88555c342d
The MSR library was missing the HWP (Hardware P-states / Intel Speed
Shift) MSR set. Arrow Lake-H exposes HWP via:
IA32_PM_ENABLE (0x770) bit 0: HWP_ENABLE
IA32_HWP_CAPABILITIES (0x771) [31:0]: HWP range
IA32_HWP_REQUEST (0x774) [42:0]: min/max/desired/EPP/activity
IA32_HWP_STATUS (0x777): current operating point
IA32_PERF_STATUS (0x198): legacy current P-state
IA32_PLATFORM_INFO (0xCE): max non-turbo / min ratios
MSR_TURBO_RATIO_LIMIT (0x1AD): per-core turbo ratios
IA32_ENERGY_PERF_BIAS (0x1B0): power-perf hint
Add:
- hwp_enabled(cpu) → reads MSR 0x770 bit 0
- hwp_capabilities(cpu) → reads MSR 0x771, returns
(lowest, most_efficient, guaranteed, highest)
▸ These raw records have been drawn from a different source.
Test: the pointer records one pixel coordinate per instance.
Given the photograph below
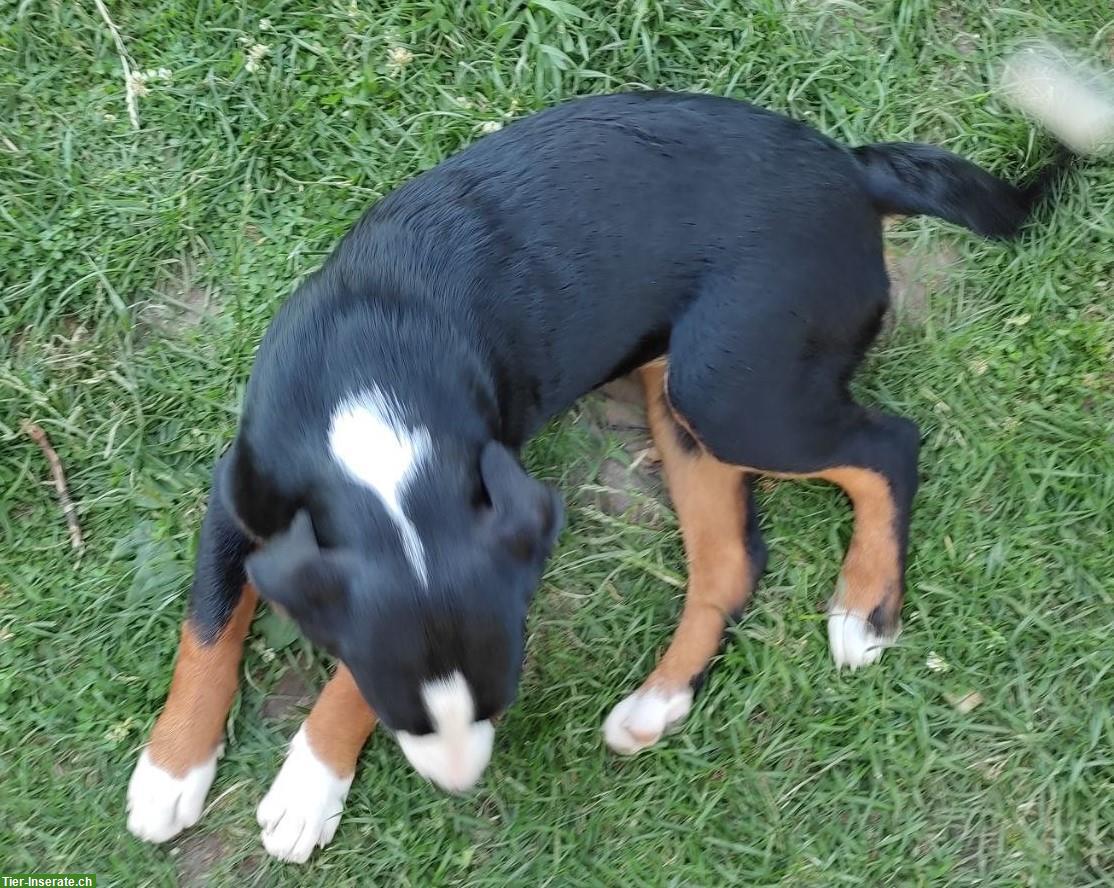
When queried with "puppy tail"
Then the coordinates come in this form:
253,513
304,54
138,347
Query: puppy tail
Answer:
1072,101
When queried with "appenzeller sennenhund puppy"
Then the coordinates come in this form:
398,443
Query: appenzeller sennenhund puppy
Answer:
373,489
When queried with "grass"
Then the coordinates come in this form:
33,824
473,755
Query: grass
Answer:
139,270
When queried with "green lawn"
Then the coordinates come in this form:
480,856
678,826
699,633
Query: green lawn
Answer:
139,269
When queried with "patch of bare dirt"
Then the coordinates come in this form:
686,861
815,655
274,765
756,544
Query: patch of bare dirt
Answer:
915,275
291,693
627,485
197,856
181,300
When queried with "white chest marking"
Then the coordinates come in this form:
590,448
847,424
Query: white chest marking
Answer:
372,444
458,750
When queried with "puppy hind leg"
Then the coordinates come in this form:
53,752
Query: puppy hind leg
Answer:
725,556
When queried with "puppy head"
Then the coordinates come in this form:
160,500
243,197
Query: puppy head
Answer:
437,660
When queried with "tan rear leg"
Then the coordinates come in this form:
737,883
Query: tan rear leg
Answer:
168,786
724,559
304,804
865,612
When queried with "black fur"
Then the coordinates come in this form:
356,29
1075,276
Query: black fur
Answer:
492,291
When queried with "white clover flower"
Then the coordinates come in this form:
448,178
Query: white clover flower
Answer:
399,57
255,54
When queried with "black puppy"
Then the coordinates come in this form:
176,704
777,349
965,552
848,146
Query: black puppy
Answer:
373,491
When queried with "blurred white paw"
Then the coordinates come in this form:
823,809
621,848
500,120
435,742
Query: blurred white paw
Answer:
853,641
159,804
639,720
303,807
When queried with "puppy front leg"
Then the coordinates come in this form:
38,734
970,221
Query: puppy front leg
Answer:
167,789
304,804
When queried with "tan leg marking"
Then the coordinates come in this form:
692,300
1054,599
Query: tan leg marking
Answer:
707,496
303,807
340,723
167,789
872,567
205,681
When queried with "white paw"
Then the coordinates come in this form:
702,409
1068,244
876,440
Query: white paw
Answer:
639,720
162,804
303,807
853,641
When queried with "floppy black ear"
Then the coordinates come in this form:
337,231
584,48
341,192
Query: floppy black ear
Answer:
293,572
526,515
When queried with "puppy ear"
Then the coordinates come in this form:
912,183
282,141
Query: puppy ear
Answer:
292,572
526,515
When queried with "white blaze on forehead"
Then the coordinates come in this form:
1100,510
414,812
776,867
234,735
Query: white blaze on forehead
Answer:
372,444
458,750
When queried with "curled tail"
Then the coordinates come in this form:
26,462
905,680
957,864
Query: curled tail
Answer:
907,178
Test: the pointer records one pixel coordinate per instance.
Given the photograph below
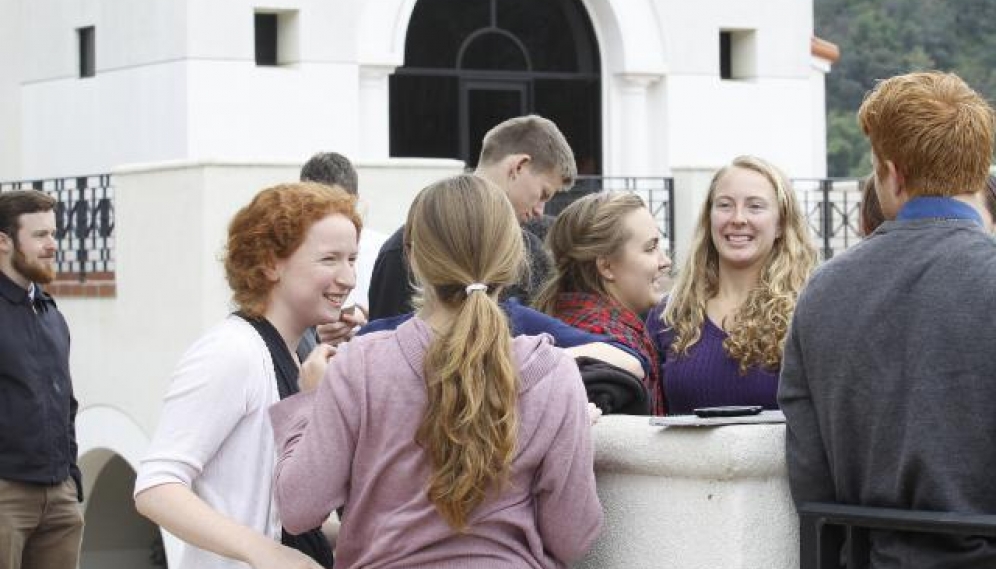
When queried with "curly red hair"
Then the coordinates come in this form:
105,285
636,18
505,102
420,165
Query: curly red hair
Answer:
272,227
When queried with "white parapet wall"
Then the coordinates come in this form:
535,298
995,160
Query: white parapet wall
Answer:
692,498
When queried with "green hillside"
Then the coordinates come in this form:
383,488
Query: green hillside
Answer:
881,38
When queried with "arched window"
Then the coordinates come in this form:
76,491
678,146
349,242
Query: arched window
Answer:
470,64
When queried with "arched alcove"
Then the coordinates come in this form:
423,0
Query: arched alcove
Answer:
469,64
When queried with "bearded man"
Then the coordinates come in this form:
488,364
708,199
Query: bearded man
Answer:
41,524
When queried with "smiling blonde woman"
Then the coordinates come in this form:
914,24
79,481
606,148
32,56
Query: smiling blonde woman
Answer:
721,332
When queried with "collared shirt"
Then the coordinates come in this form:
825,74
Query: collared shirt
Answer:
936,207
37,406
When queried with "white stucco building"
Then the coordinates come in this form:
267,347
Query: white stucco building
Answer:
194,105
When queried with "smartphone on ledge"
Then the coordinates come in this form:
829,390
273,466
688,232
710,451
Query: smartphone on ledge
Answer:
728,411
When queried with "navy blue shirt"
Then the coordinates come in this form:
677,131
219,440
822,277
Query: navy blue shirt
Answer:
523,320
37,406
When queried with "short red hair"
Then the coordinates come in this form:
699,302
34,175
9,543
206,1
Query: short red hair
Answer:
272,227
934,128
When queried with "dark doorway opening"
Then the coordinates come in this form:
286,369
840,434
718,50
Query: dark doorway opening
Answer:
469,64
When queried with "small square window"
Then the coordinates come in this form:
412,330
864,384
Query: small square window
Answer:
276,37
266,39
87,51
737,54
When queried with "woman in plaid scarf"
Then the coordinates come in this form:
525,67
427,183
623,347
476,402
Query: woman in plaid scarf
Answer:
609,269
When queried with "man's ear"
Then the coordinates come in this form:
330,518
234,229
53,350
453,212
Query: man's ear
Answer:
604,267
272,272
518,162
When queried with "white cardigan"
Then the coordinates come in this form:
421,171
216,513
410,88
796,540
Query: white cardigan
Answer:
214,433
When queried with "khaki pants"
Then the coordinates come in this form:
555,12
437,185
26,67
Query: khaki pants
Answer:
40,526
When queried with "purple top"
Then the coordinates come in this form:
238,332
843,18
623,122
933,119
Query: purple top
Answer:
708,377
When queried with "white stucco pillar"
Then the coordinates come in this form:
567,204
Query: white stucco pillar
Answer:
691,188
635,122
374,102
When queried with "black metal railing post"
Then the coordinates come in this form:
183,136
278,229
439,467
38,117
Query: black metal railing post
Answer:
825,186
669,184
832,536
84,216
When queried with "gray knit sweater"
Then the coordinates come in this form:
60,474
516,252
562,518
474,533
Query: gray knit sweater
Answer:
889,384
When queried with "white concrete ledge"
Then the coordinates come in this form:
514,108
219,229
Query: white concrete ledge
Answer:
707,498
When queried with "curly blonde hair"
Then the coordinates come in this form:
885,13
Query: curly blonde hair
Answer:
272,227
757,334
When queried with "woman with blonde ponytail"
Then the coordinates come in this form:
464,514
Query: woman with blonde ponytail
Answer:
449,442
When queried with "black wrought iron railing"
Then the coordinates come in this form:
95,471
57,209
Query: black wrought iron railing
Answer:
832,207
656,192
835,536
84,217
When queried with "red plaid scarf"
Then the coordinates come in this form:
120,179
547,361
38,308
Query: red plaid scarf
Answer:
600,315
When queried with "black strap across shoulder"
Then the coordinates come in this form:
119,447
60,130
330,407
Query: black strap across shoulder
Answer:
312,543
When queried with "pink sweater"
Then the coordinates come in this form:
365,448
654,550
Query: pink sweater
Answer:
352,442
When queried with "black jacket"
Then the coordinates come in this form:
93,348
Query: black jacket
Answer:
390,284
37,406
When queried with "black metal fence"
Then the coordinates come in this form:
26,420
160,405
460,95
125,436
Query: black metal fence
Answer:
84,217
656,192
832,207
834,536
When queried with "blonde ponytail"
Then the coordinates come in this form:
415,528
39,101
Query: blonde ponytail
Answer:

- read_hwp_request(cpu) → reads MSR 0x774
- read_hwp_status(cpu) → reads MSR 0x777
The TUI can now show a live "HWP active" indicator, the HWP range
percentages, and the current HWP request value. The HWP range
is computed once at startup; updates need only a re-read of
MSR 0x774 (8 bytes, ~microseconds).
The phase-G.1 kernel MSR scheme (commit 8cd4f69) provides the
in-memory storage for these reads. On real hardware, the kernel
will write the actual MSR values; on QEMU they default to zero
which makes the TUI display "HWP inactive" without erroring.